The End of the World Is Just the Beginning: Mapping the Collapse of Globalization is a nonfiction book written by Peter Zeihan, a geopolitical strategist who formerly worked for the geopolitical intelligence firm Stratfor. The book was published by Harper Business in June 2022.

== Summary ==
The book analyzes the elements that lead different nations to succeed or fail, in the author's opinion, focusing on demographic, geographic, and historic factors. It asserts that the period from the 1950s to the 2020s represented a peak period of rapid economic development and innovation; meanwhile, the present (2022) and future would be associated with a rather abrupt slowing of such developments. In this view, deglobalization leads to deindustrialization, deurbanization, and depopulation.

== Reception ==
The book debuted at number 12 on The New York Times nonfiction best-seller list for the week ending June 18, 2022.

Kirkus Reviews acknowledged the book's points, but regarded its forecast as excessively pessimistic:

Zeihan is enthusiastic in his writing, and he covers a great deal of territory, some of it in superficial or questionable fashion.

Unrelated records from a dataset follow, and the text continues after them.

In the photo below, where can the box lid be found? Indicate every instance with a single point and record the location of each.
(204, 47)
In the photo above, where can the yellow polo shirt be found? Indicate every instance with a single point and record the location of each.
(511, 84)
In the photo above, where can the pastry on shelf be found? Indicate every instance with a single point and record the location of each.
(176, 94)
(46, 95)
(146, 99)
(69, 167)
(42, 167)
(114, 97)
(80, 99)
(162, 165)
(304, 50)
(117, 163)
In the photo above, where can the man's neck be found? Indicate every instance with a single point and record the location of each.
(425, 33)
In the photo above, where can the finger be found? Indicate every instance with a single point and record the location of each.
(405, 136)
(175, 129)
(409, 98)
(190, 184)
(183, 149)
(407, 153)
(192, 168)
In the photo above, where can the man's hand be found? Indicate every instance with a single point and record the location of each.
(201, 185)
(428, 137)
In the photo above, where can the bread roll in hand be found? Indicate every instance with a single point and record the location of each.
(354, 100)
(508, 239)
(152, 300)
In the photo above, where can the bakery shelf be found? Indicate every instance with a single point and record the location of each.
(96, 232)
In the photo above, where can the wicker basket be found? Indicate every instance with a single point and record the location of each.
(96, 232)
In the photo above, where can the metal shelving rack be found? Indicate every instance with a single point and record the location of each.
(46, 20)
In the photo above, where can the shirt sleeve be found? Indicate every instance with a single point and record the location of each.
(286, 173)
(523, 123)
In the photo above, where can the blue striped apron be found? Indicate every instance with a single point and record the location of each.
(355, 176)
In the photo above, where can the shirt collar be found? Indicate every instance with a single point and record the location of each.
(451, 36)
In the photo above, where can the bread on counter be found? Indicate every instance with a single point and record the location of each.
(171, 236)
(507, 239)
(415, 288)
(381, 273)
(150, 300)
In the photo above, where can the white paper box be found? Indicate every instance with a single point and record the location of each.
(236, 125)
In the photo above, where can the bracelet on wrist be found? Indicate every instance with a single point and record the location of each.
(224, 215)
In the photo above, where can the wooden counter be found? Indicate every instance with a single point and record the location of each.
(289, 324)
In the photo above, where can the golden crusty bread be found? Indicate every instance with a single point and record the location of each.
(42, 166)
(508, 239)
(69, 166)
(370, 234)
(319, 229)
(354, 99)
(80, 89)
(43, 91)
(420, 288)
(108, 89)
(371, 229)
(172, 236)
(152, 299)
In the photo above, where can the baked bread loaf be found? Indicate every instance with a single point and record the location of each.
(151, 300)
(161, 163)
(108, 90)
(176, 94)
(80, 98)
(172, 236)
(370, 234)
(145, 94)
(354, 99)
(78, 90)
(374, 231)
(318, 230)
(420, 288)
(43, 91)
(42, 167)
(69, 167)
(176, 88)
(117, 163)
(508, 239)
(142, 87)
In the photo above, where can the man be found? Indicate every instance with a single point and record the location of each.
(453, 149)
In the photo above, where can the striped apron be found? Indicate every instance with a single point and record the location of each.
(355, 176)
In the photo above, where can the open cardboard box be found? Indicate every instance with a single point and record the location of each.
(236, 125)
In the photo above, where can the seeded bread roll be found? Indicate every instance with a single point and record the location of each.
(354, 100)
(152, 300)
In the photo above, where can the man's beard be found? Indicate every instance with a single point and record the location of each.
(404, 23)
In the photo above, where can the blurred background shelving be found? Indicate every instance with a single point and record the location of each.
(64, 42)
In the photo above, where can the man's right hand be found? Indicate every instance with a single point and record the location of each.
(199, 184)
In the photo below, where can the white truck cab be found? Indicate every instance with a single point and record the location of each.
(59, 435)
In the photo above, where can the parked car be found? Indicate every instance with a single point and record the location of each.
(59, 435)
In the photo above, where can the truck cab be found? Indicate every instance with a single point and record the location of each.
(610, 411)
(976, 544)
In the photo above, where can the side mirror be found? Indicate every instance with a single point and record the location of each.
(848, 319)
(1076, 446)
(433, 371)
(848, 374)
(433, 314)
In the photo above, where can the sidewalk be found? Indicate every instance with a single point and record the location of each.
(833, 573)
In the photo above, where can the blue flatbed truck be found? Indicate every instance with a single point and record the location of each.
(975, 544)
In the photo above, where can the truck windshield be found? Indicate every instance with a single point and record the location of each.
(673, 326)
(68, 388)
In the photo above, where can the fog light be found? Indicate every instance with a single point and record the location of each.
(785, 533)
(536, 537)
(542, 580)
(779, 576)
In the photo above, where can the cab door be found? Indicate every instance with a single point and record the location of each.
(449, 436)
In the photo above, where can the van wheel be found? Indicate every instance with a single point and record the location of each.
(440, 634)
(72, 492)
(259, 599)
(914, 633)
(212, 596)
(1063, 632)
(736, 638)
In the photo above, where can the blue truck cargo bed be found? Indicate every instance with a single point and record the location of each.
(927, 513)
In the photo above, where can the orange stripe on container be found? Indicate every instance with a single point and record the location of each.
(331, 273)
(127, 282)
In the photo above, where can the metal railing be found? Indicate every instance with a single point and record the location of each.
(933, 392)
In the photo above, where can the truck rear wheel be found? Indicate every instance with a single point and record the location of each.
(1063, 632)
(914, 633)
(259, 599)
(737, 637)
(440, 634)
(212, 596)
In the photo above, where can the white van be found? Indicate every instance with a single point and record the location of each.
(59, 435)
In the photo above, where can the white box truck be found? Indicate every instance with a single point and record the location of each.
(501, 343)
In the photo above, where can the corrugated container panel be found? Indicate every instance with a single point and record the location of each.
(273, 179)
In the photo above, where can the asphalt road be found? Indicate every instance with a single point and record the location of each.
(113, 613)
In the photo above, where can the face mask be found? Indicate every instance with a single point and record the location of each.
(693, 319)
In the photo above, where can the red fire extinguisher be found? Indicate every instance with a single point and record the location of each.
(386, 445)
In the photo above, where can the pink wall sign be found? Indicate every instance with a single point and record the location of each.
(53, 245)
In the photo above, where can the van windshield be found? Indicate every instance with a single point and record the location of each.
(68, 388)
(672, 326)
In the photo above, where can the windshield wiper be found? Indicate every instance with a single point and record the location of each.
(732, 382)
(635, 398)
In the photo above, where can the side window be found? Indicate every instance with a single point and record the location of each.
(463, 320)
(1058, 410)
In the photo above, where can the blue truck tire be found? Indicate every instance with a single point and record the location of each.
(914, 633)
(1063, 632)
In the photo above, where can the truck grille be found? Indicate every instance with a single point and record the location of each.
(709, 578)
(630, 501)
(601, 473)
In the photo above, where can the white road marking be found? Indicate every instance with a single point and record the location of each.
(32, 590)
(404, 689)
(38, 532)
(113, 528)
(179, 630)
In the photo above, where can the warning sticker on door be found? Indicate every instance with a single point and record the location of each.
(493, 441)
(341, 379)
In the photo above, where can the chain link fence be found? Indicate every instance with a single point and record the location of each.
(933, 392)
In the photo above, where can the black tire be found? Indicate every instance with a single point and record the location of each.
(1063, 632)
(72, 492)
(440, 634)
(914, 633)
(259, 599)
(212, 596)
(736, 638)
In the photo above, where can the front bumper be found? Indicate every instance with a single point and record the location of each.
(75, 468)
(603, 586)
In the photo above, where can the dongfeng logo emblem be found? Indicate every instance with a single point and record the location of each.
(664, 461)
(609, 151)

Are countries really going to develop their own pirate fleets to seize supply ships? Will the U.S. establish a quasi-empire of the Americas, using food as a weapon of intimidation? Is China facing collapse within a decade? Predictions of world-ending resource depletion and geopolitical disaster have been made before... The Club of Rome and Paul Ehrlich were saying it in the 1970s, and their fears turned out to be misplaced... The book has entertainment value, but some of the material should be taken with many grains of salt.

An early analysis of the book by Liam Denning, from Bloomberg, published in The Washington Post was positive.